As you might expect, asking a favor of a devil doesn't lead anywhere good, and Klarion ends up in some magic bar, meeting with a black market arms dealing time traveler named Swag, who happens to be Coal's nanotech connection, and has some interest in Klarion being evil. Zell, Piper, and Noah find their way into the pocket, and try to talk Klarion away from Swag. And they fail miserably, as Klarion chooses power, though it remains to be seen what he'll do with it.
At one point in issue 4, Noah comments that he and Piper are offering Klarion something he's never had, which is a family, and that Klarion is finding he likes it. But I can't help noticing Klarion seems to pretty much choose the most selfish and/or destructive option at the end of every issue. He could have tried backing down when Rasp came after him, clearly not in his right mind, but he upped the ante. He could have chosen to try and free Zell and face down Agent Moody, but instead hopped in Beelzebub's car and bailed. It was only because of Zell's Petbot that she escaped. And then he chooses power, rather than try and prove he's right about the Petbot and wind up with Zell hating him. Except he might be about to destroy the thing anyway, which would still make her hate him, but hey, at least he'd be powerful.
I'm a little confused. There are a lot of moving parts, and I'm not sure where they're all going or if they're going to tie together. There's only two issues left, so odds are they won't be tying together. The whole Buddybot thing is kind of interesting, in that different people clearly want different things. Some people just want someone to listen, others need someone to tell them the things they desire are OK. Some people have contradictory desires. Actually, all people probably have that, and if the series were running longer, I'd be curious to see how the bots resolve that. So far, they seem content to just follow whatever instruction they receive first, like the alcoholic who told his to tie him to a chair if he went for a drink. But I would imagine it's going to get harder to make a person happy the more accustomed they get to the bot. Which I think is Swag's plan somehow. Coal seems like he doesn't have things nearly under control as he believes he does, and now Swag's trying to use the power he's given Coal as a lever against Klarion. I don't think either of them has any clue what the time traveler's game is, but neither do I.

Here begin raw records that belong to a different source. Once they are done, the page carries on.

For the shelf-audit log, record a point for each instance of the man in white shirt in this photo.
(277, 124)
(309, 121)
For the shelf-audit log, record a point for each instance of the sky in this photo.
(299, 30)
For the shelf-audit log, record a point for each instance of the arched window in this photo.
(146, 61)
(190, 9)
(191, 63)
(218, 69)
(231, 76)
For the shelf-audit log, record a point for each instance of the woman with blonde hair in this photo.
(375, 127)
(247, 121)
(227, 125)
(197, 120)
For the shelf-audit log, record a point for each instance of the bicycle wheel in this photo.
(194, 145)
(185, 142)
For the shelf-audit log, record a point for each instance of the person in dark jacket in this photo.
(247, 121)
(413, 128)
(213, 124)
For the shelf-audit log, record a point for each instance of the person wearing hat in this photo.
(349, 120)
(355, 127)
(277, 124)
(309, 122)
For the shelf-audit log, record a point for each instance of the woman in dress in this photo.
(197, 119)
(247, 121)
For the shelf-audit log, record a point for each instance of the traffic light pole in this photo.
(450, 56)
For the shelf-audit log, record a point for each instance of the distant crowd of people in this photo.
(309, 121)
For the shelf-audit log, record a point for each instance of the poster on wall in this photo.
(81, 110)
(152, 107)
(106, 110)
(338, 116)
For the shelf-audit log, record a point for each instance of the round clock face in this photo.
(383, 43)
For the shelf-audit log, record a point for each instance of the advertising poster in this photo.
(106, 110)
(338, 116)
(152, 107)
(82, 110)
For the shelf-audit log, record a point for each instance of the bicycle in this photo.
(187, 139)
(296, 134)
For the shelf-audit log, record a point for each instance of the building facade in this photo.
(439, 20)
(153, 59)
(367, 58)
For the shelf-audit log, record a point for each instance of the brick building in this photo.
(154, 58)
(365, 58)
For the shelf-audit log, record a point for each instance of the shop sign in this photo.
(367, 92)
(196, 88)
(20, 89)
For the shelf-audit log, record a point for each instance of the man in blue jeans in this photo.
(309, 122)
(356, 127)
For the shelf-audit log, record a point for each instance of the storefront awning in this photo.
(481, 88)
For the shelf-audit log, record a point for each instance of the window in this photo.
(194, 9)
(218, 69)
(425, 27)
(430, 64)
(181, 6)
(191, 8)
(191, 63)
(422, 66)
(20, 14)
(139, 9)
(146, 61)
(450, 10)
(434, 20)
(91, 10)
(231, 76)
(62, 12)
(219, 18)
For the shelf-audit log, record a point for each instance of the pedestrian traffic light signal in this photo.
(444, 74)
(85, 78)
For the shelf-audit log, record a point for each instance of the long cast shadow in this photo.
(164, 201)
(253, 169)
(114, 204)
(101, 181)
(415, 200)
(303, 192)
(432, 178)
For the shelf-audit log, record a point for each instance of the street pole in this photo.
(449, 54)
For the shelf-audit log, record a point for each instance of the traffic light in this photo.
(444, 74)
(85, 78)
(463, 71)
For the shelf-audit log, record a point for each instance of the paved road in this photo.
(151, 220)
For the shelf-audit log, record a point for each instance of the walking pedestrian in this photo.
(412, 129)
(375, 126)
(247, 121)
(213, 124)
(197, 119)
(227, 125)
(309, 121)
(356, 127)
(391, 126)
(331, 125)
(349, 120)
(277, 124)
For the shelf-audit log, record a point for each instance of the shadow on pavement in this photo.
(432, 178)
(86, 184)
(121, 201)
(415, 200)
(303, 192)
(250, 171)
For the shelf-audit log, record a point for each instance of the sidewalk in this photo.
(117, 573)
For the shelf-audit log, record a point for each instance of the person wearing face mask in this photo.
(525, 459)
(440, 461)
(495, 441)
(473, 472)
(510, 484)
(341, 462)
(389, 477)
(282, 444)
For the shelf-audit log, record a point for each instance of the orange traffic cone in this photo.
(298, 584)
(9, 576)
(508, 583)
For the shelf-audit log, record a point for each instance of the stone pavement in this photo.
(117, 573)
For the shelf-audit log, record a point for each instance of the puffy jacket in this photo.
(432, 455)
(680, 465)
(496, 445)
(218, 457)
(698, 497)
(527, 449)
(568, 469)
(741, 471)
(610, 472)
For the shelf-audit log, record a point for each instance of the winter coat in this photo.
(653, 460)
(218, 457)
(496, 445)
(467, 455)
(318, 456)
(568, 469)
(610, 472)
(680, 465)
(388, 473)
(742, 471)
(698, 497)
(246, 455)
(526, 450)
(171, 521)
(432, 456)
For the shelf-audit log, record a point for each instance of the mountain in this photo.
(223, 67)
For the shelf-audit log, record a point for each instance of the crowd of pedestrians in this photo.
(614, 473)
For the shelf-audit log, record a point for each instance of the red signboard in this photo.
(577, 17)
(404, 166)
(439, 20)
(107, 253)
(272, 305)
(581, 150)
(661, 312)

McCarthy was doing a lot of cool things with his panel layouts in issue 2. There were a couple of pages where the backdrop was a floor plan of the Moody Museum, the panels corresponded to rooms marked with open doors, or with the name of the actual room. He seems to like tall, thin panels that move across the page like a series of irregular columns. It makes the book interesting to look at, because there's a lot of variety to the layouts. That's true of issue 3 as well, but with two other people besides McCarthy responsible for some of the finishes the figurework isn't as steady. Still, there's a nice build when he and Zell find Coal. The panels start out rigid, and the more Klarion sees of Coal's bots, the more suspicious he gets, and the borders turn into a swirling black mist, and the panels start tumbling toward the lower right corner. They start overlapping, the borders don't line up, and by the third fifth and sixth pages, the panels are moving in a huge circle around the pages, everything swirling down the drain into the escape route. It's nifty.